Pandora
Pandora
Biografi tubuh inilah yang terasa dalam 40 sajak di kumpulan puisi Pandora ini. Lihatlah bagaimana ia mengurutkan sajak-sajak di buku ini. Dari mulai Ulat, Kepompong, Kupu-kupu, 1967, dan sajak-sajak yang mengeksplorasi tema anak (Embrio, Schipol, Pasha, Den Haag), hingga Rahib dan Jejak. Deretan sajak itu tampak seperti sebuah metamorfosis tubuh. Tubuh, di tangan penyair kelahiran ini, keluar dan bahkan meloncat dari bentuk estetiknya. Ia memperlakukan tubuh bagai sebuah menu santapan (Di meja makan kusantap tubuhku, kuteguk air mataku—sajak “Kepompong”).
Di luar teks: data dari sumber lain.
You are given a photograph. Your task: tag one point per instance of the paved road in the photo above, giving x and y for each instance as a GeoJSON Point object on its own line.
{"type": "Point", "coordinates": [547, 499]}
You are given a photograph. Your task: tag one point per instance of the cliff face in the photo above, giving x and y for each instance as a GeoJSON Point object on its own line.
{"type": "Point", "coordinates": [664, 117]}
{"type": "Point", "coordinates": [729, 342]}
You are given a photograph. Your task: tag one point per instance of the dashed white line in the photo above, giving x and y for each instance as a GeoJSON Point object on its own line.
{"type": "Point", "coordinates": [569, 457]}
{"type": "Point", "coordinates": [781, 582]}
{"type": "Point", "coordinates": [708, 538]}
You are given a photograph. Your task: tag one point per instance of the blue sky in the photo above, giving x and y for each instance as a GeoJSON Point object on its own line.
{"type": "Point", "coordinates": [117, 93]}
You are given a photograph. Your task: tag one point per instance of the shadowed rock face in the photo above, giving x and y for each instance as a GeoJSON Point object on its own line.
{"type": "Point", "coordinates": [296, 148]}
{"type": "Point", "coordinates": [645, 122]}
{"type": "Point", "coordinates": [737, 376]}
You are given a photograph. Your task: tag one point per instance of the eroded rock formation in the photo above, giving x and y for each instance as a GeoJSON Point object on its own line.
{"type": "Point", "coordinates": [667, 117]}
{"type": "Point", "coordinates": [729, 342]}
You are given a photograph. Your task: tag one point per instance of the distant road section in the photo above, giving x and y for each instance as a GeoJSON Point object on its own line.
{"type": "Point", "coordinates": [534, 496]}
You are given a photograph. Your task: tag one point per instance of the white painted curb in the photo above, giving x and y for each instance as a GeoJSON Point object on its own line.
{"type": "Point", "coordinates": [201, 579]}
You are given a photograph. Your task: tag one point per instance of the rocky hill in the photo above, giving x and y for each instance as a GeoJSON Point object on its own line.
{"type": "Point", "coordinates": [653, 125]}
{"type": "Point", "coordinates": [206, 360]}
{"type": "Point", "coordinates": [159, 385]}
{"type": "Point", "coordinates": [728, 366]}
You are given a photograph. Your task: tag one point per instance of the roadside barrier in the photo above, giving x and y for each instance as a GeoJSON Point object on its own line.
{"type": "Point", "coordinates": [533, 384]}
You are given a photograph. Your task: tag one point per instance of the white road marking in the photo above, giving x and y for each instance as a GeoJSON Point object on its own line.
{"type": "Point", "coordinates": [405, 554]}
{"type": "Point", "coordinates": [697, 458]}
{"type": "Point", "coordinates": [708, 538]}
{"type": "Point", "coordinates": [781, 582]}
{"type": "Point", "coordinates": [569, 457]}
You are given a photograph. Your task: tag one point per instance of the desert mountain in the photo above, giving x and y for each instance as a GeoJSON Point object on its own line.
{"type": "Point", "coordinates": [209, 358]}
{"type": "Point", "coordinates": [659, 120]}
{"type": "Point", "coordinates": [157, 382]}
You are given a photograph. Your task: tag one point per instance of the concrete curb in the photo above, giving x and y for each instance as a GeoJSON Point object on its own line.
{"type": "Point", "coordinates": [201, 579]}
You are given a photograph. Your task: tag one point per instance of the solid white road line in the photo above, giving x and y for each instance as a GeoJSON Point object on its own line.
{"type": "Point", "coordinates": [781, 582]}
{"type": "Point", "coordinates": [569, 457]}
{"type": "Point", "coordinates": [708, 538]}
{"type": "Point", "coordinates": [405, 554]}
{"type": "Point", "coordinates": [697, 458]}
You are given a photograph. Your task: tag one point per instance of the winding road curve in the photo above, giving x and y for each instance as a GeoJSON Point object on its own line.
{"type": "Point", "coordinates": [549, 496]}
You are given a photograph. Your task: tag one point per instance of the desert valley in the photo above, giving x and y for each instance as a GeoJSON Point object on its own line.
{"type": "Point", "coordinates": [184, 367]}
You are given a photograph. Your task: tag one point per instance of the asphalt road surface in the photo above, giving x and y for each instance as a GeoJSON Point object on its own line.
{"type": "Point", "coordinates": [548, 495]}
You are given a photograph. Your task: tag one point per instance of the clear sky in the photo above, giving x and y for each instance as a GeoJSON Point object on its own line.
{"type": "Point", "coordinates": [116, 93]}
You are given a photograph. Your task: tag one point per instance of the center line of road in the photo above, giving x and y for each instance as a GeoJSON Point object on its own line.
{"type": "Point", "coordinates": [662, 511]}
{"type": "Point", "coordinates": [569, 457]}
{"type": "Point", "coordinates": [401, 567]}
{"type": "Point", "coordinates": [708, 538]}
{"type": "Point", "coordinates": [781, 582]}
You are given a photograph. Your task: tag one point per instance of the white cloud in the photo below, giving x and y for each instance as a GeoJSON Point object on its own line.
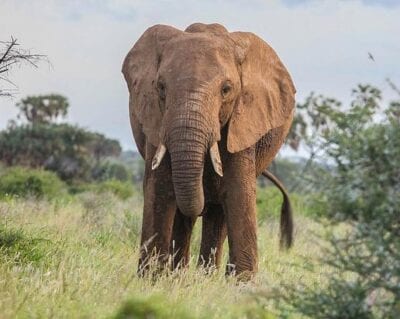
{"type": "Point", "coordinates": [325, 45]}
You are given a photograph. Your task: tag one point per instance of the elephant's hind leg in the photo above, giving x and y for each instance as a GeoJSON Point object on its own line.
{"type": "Point", "coordinates": [180, 240]}
{"type": "Point", "coordinates": [213, 236]}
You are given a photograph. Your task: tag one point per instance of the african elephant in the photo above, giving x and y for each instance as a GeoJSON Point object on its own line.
{"type": "Point", "coordinates": [209, 110]}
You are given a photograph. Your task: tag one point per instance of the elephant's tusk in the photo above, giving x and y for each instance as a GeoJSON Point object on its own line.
{"type": "Point", "coordinates": [216, 159]}
{"type": "Point", "coordinates": [160, 152]}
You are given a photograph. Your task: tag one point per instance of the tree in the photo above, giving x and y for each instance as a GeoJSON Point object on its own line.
{"type": "Point", "coordinates": [43, 108]}
{"type": "Point", "coordinates": [70, 151]}
{"type": "Point", "coordinates": [363, 144]}
{"type": "Point", "coordinates": [11, 56]}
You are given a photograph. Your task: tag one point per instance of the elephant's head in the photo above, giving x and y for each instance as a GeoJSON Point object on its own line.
{"type": "Point", "coordinates": [185, 86]}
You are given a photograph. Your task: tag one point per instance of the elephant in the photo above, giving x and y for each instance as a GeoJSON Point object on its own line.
{"type": "Point", "coordinates": [209, 110]}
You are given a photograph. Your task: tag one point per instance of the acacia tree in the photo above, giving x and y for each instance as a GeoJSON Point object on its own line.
{"type": "Point", "coordinates": [43, 109]}
{"type": "Point", "coordinates": [11, 56]}
{"type": "Point", "coordinates": [362, 141]}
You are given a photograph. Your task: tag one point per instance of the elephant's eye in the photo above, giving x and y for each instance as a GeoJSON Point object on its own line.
{"type": "Point", "coordinates": [226, 89]}
{"type": "Point", "coordinates": [161, 90]}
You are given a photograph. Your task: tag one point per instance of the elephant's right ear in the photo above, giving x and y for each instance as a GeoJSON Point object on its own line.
{"type": "Point", "coordinates": [140, 70]}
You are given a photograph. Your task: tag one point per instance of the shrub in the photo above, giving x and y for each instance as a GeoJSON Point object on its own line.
{"type": "Point", "coordinates": [110, 170]}
{"type": "Point", "coordinates": [363, 193]}
{"type": "Point", "coordinates": [23, 182]}
{"type": "Point", "coordinates": [21, 248]}
{"type": "Point", "coordinates": [153, 307]}
{"type": "Point", "coordinates": [122, 190]}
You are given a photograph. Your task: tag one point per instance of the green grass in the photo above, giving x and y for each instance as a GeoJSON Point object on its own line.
{"type": "Point", "coordinates": [77, 259]}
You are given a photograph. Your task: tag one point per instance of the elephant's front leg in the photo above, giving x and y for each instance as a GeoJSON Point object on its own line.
{"type": "Point", "coordinates": [180, 241]}
{"type": "Point", "coordinates": [239, 187]}
{"type": "Point", "coordinates": [212, 237]}
{"type": "Point", "coordinates": [158, 212]}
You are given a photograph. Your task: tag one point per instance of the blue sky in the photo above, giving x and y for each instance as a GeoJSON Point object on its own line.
{"type": "Point", "coordinates": [324, 44]}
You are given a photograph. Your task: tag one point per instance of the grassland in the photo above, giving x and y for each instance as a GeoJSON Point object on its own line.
{"type": "Point", "coordinates": [76, 258]}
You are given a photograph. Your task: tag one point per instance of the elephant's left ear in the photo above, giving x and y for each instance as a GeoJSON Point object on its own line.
{"type": "Point", "coordinates": [267, 96]}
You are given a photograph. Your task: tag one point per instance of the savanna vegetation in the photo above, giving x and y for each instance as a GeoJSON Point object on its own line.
{"type": "Point", "coordinates": [70, 216]}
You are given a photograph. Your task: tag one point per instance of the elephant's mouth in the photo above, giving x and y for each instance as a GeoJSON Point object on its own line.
{"type": "Point", "coordinates": [214, 155]}
{"type": "Point", "coordinates": [187, 171]}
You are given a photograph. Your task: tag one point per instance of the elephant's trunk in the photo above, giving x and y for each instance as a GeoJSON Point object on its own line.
{"type": "Point", "coordinates": [187, 144]}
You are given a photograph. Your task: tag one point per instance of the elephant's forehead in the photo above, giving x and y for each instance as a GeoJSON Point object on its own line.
{"type": "Point", "coordinates": [198, 44]}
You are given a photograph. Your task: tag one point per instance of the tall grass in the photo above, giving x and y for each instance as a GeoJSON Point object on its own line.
{"type": "Point", "coordinates": [77, 258]}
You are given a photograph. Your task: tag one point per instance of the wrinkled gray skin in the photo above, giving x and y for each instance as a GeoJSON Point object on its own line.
{"type": "Point", "coordinates": [203, 103]}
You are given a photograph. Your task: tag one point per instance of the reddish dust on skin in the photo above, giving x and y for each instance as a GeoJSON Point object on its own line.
{"type": "Point", "coordinates": [209, 111]}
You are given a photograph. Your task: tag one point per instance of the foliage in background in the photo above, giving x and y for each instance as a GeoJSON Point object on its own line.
{"type": "Point", "coordinates": [43, 109]}
{"type": "Point", "coordinates": [123, 190]}
{"type": "Point", "coordinates": [363, 144]}
{"type": "Point", "coordinates": [12, 56]}
{"type": "Point", "coordinates": [70, 151]}
{"type": "Point", "coordinates": [24, 182]}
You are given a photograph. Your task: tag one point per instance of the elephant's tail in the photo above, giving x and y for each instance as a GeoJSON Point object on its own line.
{"type": "Point", "coordinates": [286, 239]}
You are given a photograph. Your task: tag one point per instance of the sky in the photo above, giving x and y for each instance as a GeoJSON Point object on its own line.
{"type": "Point", "coordinates": [324, 45]}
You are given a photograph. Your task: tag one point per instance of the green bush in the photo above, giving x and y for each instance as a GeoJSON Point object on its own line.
{"type": "Point", "coordinates": [122, 190]}
{"type": "Point", "coordinates": [23, 182]}
{"type": "Point", "coordinates": [153, 307]}
{"type": "Point", "coordinates": [362, 193]}
{"type": "Point", "coordinates": [20, 248]}
{"type": "Point", "coordinates": [110, 170]}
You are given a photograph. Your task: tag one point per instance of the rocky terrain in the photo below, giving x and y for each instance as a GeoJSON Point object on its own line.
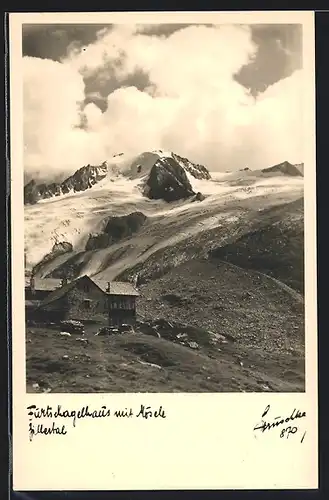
{"type": "Point", "coordinates": [218, 260]}
{"type": "Point", "coordinates": [82, 179]}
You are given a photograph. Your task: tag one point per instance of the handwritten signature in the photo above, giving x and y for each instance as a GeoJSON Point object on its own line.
{"type": "Point", "coordinates": [280, 421]}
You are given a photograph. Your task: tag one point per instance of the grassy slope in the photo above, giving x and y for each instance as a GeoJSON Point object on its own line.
{"type": "Point", "coordinates": [266, 321]}
{"type": "Point", "coordinates": [275, 246]}
{"type": "Point", "coordinates": [228, 300]}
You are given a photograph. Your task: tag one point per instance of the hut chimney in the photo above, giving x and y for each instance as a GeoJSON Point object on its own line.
{"type": "Point", "coordinates": [32, 284]}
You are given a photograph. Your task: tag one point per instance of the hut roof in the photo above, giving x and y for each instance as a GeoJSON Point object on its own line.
{"type": "Point", "coordinates": [32, 303]}
{"type": "Point", "coordinates": [116, 288]}
{"type": "Point", "coordinates": [44, 284]}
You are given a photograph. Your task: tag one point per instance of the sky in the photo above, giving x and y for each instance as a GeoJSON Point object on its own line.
{"type": "Point", "coordinates": [225, 96]}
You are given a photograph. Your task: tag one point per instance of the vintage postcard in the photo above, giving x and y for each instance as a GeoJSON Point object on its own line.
{"type": "Point", "coordinates": [164, 329]}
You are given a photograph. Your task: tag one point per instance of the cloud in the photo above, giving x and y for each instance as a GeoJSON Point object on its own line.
{"type": "Point", "coordinates": [192, 104]}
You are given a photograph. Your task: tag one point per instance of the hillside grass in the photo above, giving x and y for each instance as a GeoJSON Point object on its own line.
{"type": "Point", "coordinates": [141, 363]}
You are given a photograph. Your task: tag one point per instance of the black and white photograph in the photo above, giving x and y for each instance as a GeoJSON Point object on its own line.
{"type": "Point", "coordinates": [163, 250]}
{"type": "Point", "coordinates": [163, 207]}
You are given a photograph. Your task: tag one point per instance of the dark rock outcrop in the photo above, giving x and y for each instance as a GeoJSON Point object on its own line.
{"type": "Point", "coordinates": [284, 168]}
{"type": "Point", "coordinates": [198, 171]}
{"type": "Point", "coordinates": [82, 179]}
{"type": "Point", "coordinates": [168, 181]}
{"type": "Point", "coordinates": [116, 229]}
{"type": "Point", "coordinates": [59, 248]}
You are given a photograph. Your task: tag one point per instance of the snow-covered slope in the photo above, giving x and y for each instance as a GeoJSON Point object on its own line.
{"type": "Point", "coordinates": [73, 217]}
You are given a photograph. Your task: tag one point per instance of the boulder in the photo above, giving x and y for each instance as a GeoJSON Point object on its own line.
{"type": "Point", "coordinates": [116, 229]}
{"type": "Point", "coordinates": [168, 181]}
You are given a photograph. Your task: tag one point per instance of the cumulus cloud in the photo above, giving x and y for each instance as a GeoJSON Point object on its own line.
{"type": "Point", "coordinates": [192, 105]}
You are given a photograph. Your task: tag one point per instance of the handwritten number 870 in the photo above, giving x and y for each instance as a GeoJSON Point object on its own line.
{"type": "Point", "coordinates": [289, 430]}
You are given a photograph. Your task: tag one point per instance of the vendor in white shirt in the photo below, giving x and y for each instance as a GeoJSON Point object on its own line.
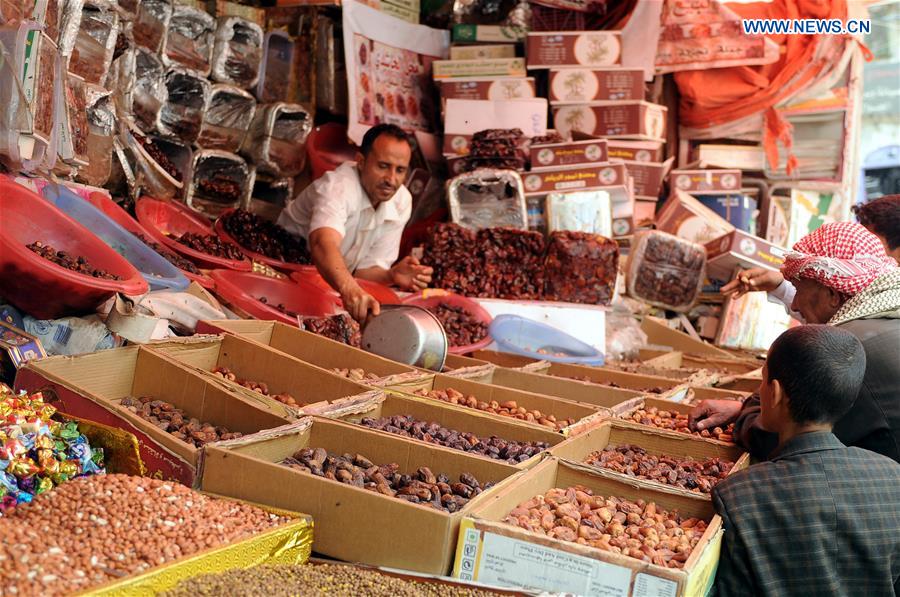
{"type": "Point", "coordinates": [353, 217]}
Inilah ketangkasan seorang Oka. Ia menulis, memendam Bali, mencangkul masa lalu, membenturkan tradisi, meringkus pengalaman hidup, dan dengan tanpa sungkan menggasak tubuhnya sendiri demi memperoleh sebuah ars poetica. Inilah “sayap kuat” sajak-sajak Oka, penulis yang menurut saya, menjadi salah satu wakil terpenting penyair Indonesia mutakhir. —Yos Rizal Suriaji, “Sebuah Menu Bernama Tubuh”, 2008.